研究会の目的

ものづくりとソリューション

本研究会は、「ものづくり能力をビジネスモデルレベルで捉える」発想で、研究を進めていきます。

BtoBであれ、BtoCであれ、顧客のニーズを満たすこと、つまり、顧客が必要とする商品を提供することが、ものづくりに求められる社会的役割です。この視点に立てば、ものづくり企業の社会貢献は以下のような広義の文脈で捉えることになります。

ものづくり活動は、顧客に変わって、顧客が必要とする多様な問題解決策を提供することにあります。顧客に変わって、問題解決手段を提供することが、ものづくり企業が生み出す付加価値と考えるならば、ものづくりとは、顧客にソリューションを提供することに他なりません。

顧客がどのような問題を持ち、それを解決しようとしているのかを吸い上げ、それをもとに設計情報を創造します。この設計情報が顧客に届くことで、ものづくりがソリューションとしての社会的意味を持ちます。ものづくり能力構築のターゲットは、ソリューション提供を目指し、顧客にはじまり、顧客で完結する設計情報のスムーズな流れを生み出し、かつ、それを絶え間ないサイクルとしで確立することにあります。

 

・ものづくり能力をビジネスモデル化する

ところが、近年、「ものづくり」のコンテクストで語られる世界は、開発現場、生産現場の革新や進歩など、工学的な技術論に偏重しがちです。

「技術」がものづくりと同義になり、類い希な技能者、熟練者や、製品・生産技術が「付加価値」を生み出す全てと理解されるケースも多くあります。日本企業の開発・生産現場能力は、世界的に見ても高いレベルにあり、強みを持っていると評価できます。しかしながら、設計情報の流れにかかる全ての機能(例えば、企画、開発、生産、販売)をトータルな事業システムとしてデザインすることなしに、強みを収益化することは、難しいと考えます。ものづくり能力をビジネスモデル化することが、現代企業の今目的課題です。

 

・「販売機能」を包括したビジネスモデルの検討

本研究会のターゲットの一つは、「販売機能」を包括したビジネスモデルの検討にあります。

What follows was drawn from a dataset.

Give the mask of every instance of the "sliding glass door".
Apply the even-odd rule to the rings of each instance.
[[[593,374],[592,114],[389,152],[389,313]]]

ものづくり研究をトータルな事業システムで考える場合、「販売機能」のありようが欠けてしまうケースが多くあります。

持続的な競争優位、また、勝ちパターンを構築する企業は、顧客が期待し、かつ満足させる製品・サー ビスを設計するとともに、販売のありようも同時に設計しています。優れた製品・サービスは、顧客満足の必要条件であっても、それだけで十分条件をも満たすことにはなりません。競争市場を直視すれば、ソリューションに必要とされる「良い設計情報」と「付加価値」は、販売機能よって善し悪しが左右され、また、販売機能による新たな設計情報(サービス)が付加され、商品の魅力度が増しているケースが多くあります。

つまり、生産・開発・販売がそれぞれ設計情報をソリューション化する機能を担っていると考えることができます。

このような視点に立てば、例えばアーキテクチャの違いによるビジネスモデルの組み替え、技術標準の収益化、販売網・営業改革、など多様な課題が研究対象として考えます。従来、開発から販売までの事業システムであるビジネスモデルは、サプライチェーン・マネジメント、あるいは製販統合など、企業の個別部門の密接な連携を考察した研究によって進められてきました。しかしながら、こうした先行研究の主眼は、効率的な生産システム、あるいは販売システムの構築や実態解明に力点が置かれています。

本研究は、その成果等も活用しながら、ソリューション提供力、及び顧客グリップカを高めるトータルシステムの姿を描くことを目的に、以上で述べた課題に取り組んでいきます。